等伯一家と狩野一家の因縁の抗争は、出光美術館の中でもその痕跡があった。メインステージを飾る”竹虎図屏風”。右隻には前かがみの虎、そして左隻には、可愛い仕草の猫のような虎。その左隻の隅に探幽の認印が。この作品に本人が加筆したこと、そして、ななななんと、これは、長谷川等伯の作ではなく、中国の周文の作だと鑑定している。現在では等伯の真筆と認定されている。先祖の永徳親分の敵討ちをしたということだろう。下の写真は右隻である。

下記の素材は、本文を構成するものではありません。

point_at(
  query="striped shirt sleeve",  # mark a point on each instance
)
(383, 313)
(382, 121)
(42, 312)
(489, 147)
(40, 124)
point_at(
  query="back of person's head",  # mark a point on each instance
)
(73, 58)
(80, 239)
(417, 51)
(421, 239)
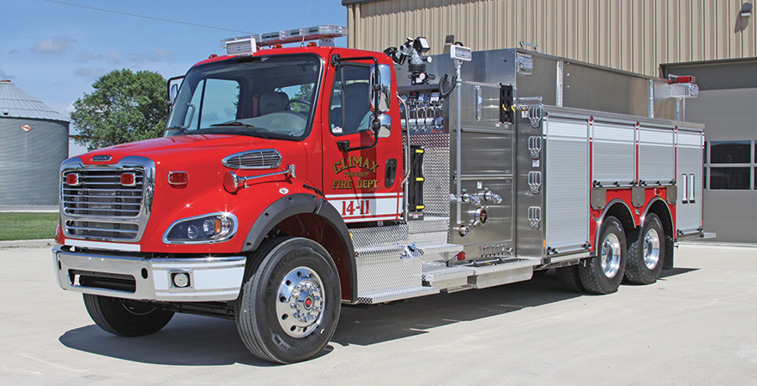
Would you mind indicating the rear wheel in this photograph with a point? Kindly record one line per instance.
(126, 317)
(646, 253)
(289, 306)
(603, 273)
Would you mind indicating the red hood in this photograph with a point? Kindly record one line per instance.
(167, 147)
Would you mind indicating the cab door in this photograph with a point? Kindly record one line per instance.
(363, 185)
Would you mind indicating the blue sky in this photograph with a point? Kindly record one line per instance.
(55, 50)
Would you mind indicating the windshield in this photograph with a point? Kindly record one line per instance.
(268, 97)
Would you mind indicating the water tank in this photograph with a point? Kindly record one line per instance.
(33, 143)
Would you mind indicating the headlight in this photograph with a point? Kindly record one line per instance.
(209, 228)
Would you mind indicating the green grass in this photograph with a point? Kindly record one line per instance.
(27, 226)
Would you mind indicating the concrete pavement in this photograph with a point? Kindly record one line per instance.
(696, 326)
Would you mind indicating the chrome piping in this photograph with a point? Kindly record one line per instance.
(407, 158)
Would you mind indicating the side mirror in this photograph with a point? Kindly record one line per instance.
(173, 88)
(383, 124)
(380, 87)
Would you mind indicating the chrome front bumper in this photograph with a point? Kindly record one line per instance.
(132, 277)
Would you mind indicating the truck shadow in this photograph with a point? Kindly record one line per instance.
(202, 341)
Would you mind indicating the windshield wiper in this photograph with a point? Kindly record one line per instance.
(233, 123)
(183, 130)
(241, 126)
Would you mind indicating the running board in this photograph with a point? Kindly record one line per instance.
(390, 296)
(462, 277)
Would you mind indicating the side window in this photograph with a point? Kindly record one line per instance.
(300, 97)
(216, 101)
(730, 165)
(350, 108)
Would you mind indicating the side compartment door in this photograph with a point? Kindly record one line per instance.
(689, 202)
(567, 183)
(363, 185)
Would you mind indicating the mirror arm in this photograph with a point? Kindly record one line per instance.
(345, 147)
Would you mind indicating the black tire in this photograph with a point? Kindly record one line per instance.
(126, 317)
(268, 325)
(569, 279)
(603, 273)
(646, 254)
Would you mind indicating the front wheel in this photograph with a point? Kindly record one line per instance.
(289, 306)
(647, 253)
(126, 317)
(603, 273)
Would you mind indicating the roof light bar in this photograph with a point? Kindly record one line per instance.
(325, 33)
(243, 45)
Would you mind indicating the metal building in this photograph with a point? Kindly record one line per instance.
(726, 105)
(631, 35)
(33, 143)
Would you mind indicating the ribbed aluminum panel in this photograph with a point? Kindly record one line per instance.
(689, 214)
(567, 184)
(656, 155)
(614, 153)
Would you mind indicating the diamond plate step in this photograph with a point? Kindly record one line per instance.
(389, 296)
(444, 277)
(509, 272)
(438, 251)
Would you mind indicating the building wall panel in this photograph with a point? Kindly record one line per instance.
(632, 35)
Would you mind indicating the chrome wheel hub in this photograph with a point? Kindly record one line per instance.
(651, 249)
(300, 302)
(611, 255)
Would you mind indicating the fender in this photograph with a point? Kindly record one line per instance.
(667, 224)
(610, 205)
(300, 203)
(649, 206)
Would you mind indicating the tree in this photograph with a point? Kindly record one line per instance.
(125, 106)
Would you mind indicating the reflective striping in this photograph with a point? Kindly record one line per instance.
(368, 207)
(102, 245)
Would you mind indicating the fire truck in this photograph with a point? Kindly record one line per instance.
(292, 181)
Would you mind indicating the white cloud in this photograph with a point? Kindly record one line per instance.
(162, 53)
(55, 45)
(84, 57)
(113, 57)
(92, 73)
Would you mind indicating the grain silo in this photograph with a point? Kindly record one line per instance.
(33, 143)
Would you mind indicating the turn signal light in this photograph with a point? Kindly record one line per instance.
(72, 179)
(178, 178)
(128, 179)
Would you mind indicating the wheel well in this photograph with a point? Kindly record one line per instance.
(622, 213)
(663, 212)
(318, 229)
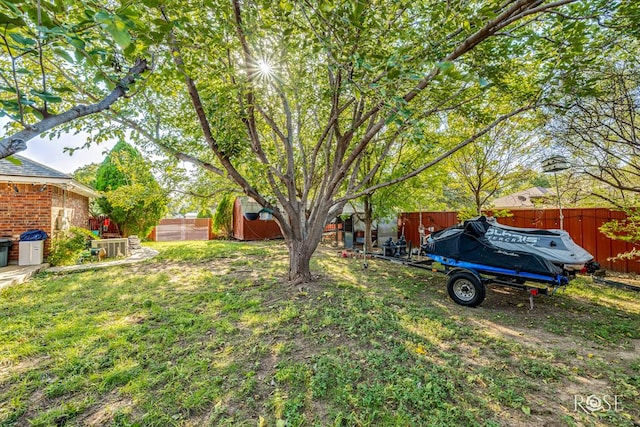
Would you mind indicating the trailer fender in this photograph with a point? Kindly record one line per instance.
(465, 287)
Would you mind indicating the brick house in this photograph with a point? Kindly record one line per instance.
(34, 196)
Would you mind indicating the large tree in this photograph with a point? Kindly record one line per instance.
(287, 99)
(131, 195)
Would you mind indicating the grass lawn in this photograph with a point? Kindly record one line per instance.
(209, 333)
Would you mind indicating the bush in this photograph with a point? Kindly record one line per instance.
(67, 246)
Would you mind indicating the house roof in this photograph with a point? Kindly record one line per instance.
(30, 171)
(522, 199)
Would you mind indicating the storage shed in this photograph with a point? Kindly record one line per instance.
(249, 224)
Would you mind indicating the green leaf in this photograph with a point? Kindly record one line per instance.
(11, 6)
(446, 66)
(76, 42)
(121, 36)
(286, 6)
(64, 55)
(326, 6)
(13, 160)
(37, 113)
(46, 96)
(10, 22)
(20, 39)
(103, 17)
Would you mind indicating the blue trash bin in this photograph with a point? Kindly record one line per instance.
(5, 244)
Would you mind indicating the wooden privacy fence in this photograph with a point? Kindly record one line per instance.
(581, 224)
(176, 229)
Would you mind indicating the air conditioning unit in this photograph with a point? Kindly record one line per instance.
(114, 247)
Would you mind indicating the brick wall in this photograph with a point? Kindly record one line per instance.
(34, 206)
(75, 206)
(27, 208)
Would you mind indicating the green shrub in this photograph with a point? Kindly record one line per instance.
(67, 246)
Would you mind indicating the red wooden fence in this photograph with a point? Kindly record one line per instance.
(581, 224)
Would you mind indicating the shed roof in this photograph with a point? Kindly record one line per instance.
(30, 171)
(522, 199)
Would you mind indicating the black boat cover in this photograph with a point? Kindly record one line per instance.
(486, 242)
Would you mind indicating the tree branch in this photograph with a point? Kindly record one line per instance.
(18, 141)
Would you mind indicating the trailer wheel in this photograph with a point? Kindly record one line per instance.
(466, 289)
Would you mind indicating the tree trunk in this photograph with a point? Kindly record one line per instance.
(368, 223)
(299, 259)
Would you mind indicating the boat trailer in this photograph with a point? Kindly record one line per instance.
(467, 282)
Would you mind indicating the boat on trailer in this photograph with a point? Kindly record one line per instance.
(480, 252)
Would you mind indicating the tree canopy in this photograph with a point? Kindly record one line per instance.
(291, 100)
(131, 195)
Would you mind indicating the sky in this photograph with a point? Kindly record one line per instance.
(51, 152)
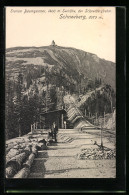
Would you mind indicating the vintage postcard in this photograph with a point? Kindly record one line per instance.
(60, 92)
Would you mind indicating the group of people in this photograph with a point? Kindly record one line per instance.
(53, 133)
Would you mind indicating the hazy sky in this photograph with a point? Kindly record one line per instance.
(39, 29)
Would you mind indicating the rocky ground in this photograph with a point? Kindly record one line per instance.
(76, 156)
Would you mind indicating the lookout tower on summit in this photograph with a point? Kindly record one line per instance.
(53, 43)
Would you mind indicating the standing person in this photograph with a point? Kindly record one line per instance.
(55, 131)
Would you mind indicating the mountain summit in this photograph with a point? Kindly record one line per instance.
(72, 65)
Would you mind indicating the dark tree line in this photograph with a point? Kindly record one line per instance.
(100, 101)
(23, 110)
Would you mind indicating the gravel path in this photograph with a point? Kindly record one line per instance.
(61, 159)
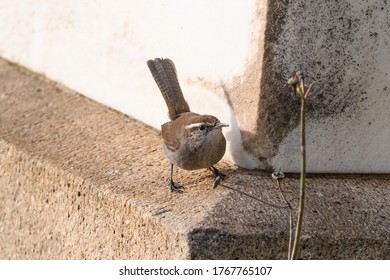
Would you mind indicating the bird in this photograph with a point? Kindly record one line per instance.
(191, 141)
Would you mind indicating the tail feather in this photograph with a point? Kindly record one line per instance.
(164, 74)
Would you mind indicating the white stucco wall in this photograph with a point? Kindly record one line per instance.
(99, 48)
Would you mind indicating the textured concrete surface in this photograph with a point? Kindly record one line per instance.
(81, 181)
(233, 62)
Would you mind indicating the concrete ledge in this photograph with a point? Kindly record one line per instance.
(81, 181)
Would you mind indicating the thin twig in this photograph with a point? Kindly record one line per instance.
(291, 236)
(302, 183)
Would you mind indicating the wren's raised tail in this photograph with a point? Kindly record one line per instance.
(191, 141)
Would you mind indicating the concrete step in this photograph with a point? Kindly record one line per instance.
(81, 181)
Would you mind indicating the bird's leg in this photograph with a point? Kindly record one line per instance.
(174, 187)
(218, 176)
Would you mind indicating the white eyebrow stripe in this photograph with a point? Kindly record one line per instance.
(189, 126)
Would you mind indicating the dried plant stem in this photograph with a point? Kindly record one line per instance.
(302, 193)
(291, 236)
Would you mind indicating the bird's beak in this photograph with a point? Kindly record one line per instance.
(220, 125)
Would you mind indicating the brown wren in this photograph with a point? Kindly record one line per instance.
(191, 141)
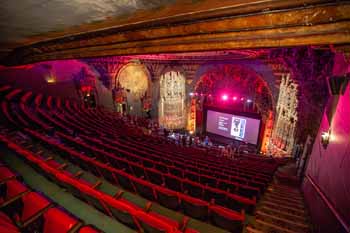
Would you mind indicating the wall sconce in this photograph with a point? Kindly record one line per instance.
(325, 136)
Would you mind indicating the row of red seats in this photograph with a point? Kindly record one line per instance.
(82, 116)
(122, 210)
(191, 206)
(156, 173)
(22, 209)
(210, 172)
(163, 156)
(256, 191)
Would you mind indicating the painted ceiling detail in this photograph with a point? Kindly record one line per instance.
(26, 18)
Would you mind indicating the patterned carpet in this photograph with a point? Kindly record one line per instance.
(282, 208)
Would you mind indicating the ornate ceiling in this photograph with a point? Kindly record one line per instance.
(48, 30)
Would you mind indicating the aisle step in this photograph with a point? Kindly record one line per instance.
(282, 199)
(284, 203)
(289, 224)
(295, 196)
(284, 188)
(283, 214)
(270, 227)
(291, 210)
(250, 229)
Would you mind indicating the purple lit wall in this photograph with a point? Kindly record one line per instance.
(329, 170)
(34, 77)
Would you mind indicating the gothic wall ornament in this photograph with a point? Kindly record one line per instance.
(172, 107)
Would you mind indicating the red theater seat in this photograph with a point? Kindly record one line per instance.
(168, 198)
(155, 223)
(125, 181)
(194, 207)
(226, 219)
(57, 220)
(193, 189)
(89, 229)
(6, 174)
(6, 224)
(10, 191)
(27, 208)
(145, 189)
(154, 176)
(218, 196)
(172, 182)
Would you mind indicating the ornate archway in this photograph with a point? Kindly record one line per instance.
(133, 78)
(172, 108)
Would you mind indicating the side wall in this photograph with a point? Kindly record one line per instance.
(34, 77)
(328, 172)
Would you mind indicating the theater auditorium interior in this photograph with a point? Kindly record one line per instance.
(169, 116)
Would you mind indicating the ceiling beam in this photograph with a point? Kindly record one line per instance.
(319, 24)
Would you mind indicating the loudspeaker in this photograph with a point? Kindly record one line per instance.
(337, 84)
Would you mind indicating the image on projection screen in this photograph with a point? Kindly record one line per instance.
(241, 128)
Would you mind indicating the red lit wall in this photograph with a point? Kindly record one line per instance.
(330, 170)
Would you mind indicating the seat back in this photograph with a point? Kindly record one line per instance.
(125, 181)
(58, 220)
(6, 174)
(173, 183)
(154, 176)
(195, 208)
(145, 189)
(33, 204)
(89, 229)
(168, 199)
(226, 219)
(193, 189)
(124, 215)
(11, 189)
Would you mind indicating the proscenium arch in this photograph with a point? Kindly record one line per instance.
(141, 67)
(135, 79)
(172, 99)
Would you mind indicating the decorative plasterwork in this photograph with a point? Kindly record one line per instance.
(250, 25)
(283, 135)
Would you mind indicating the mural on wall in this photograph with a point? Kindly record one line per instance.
(172, 100)
(283, 135)
(133, 79)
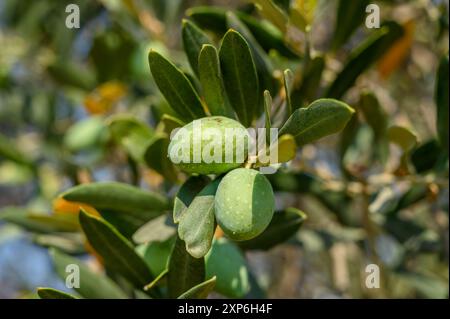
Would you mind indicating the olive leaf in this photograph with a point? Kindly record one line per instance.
(272, 12)
(200, 291)
(186, 194)
(175, 87)
(196, 225)
(185, 271)
(239, 75)
(267, 35)
(159, 228)
(283, 226)
(363, 56)
(50, 293)
(92, 285)
(407, 141)
(288, 79)
(193, 40)
(321, 118)
(10, 151)
(212, 82)
(117, 252)
(41, 223)
(442, 102)
(157, 280)
(118, 197)
(133, 135)
(267, 110)
(155, 156)
(349, 17)
(226, 261)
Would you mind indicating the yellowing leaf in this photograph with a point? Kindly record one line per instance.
(62, 206)
(103, 98)
(398, 52)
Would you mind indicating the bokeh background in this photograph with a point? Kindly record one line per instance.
(57, 85)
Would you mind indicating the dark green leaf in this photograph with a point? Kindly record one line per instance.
(9, 151)
(193, 40)
(118, 254)
(200, 291)
(175, 87)
(92, 285)
(186, 194)
(185, 271)
(196, 226)
(156, 157)
(363, 56)
(159, 228)
(131, 134)
(239, 74)
(350, 15)
(212, 82)
(283, 226)
(118, 197)
(442, 102)
(321, 118)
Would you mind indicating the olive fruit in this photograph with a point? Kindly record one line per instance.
(244, 204)
(210, 145)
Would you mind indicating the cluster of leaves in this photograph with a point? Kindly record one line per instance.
(240, 66)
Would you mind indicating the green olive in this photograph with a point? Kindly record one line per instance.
(210, 145)
(244, 204)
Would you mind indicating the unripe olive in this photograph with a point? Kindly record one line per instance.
(244, 204)
(210, 145)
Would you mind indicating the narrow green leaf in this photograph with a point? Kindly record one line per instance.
(118, 197)
(200, 291)
(157, 280)
(288, 78)
(118, 254)
(133, 135)
(267, 35)
(283, 226)
(321, 118)
(185, 271)
(442, 102)
(196, 226)
(186, 194)
(41, 223)
(349, 17)
(306, 91)
(267, 110)
(9, 151)
(262, 61)
(92, 285)
(226, 261)
(212, 82)
(159, 228)
(374, 114)
(50, 293)
(363, 56)
(239, 75)
(403, 137)
(175, 87)
(193, 40)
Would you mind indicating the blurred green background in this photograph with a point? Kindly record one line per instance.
(57, 85)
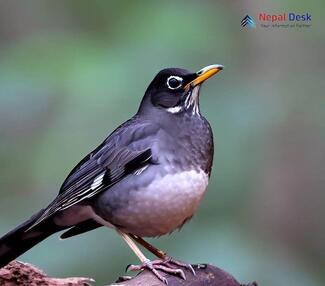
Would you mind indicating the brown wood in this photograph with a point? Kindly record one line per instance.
(23, 274)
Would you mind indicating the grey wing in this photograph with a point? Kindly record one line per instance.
(98, 171)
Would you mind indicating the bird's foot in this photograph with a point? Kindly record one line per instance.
(169, 260)
(162, 265)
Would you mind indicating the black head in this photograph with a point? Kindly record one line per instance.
(176, 90)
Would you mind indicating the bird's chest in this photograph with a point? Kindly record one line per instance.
(164, 205)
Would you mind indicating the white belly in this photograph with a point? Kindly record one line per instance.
(164, 205)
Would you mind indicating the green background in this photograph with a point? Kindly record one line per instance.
(71, 71)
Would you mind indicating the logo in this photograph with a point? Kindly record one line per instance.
(248, 21)
(278, 20)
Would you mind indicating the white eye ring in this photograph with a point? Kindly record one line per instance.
(179, 79)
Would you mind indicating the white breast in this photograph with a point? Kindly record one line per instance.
(165, 204)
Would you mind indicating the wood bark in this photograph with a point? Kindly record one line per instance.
(23, 274)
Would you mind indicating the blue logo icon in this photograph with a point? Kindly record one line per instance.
(248, 21)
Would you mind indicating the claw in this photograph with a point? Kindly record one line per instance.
(170, 260)
(161, 265)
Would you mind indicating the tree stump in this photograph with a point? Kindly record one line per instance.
(23, 274)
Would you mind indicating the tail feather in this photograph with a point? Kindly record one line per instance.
(22, 238)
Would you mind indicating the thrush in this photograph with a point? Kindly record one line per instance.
(145, 180)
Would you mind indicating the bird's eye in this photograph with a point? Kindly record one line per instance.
(174, 82)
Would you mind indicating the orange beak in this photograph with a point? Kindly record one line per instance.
(204, 74)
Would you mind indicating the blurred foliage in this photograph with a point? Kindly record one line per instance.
(71, 71)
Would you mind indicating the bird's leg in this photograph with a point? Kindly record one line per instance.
(152, 266)
(161, 254)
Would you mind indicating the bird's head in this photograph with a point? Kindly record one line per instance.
(176, 90)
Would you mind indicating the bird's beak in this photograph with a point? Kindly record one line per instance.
(204, 74)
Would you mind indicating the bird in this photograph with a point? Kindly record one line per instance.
(146, 179)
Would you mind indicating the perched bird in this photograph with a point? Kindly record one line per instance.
(145, 180)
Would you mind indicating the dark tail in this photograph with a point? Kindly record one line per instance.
(21, 239)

さて、等伯は水墨画の牧谿(もっけい、13世紀後半)に私淑していたことはよく知れているが、。ここでも、”心のお師匠さん”牧谿の作品が二点展示されている。重文の”平沙落雁図”と”叭々鳥図”。中国ではほとんど無視され、日本では最高の墨絵画家と遇されている、というのが面白い。等伯の”竹鶴図屏風”に出てくる鶴は、牧谿の”鶴図”の鶴とそっくりである。でも、背景の竹林が、濃い墨から消えいるような淡い墨までの濃淡で描かれていて、うつくしい。名作”松林図屏風”を想わせるようだった。ぼくの、今回の一番のお気に入り。


第1章が”狩野派全盛”で、2章は”等伯の芸術”。そして、3章は”長谷川派と狩野派/親近する表現”、4章で”やまと絵への傾倒”という展示構成になっている。大きな屏風が主体なので、たとえていうと、広い新宿御苑の巨木を観て歩いているような、ゆったりした気分になった。どの屏風も良かったが、3章の狩野重信の”麦・芥子図屏風、4章の宇治橋紫舟図屏風(筆者不詳)、柳橋水車図屏風(長谷川派)など好ましく思った。

もうひとつ、近くの、ロートレック展にも寄るつもりでいたが、中途半端な時間になってしまい、桜田門がみえる休憩室でゆっくりした。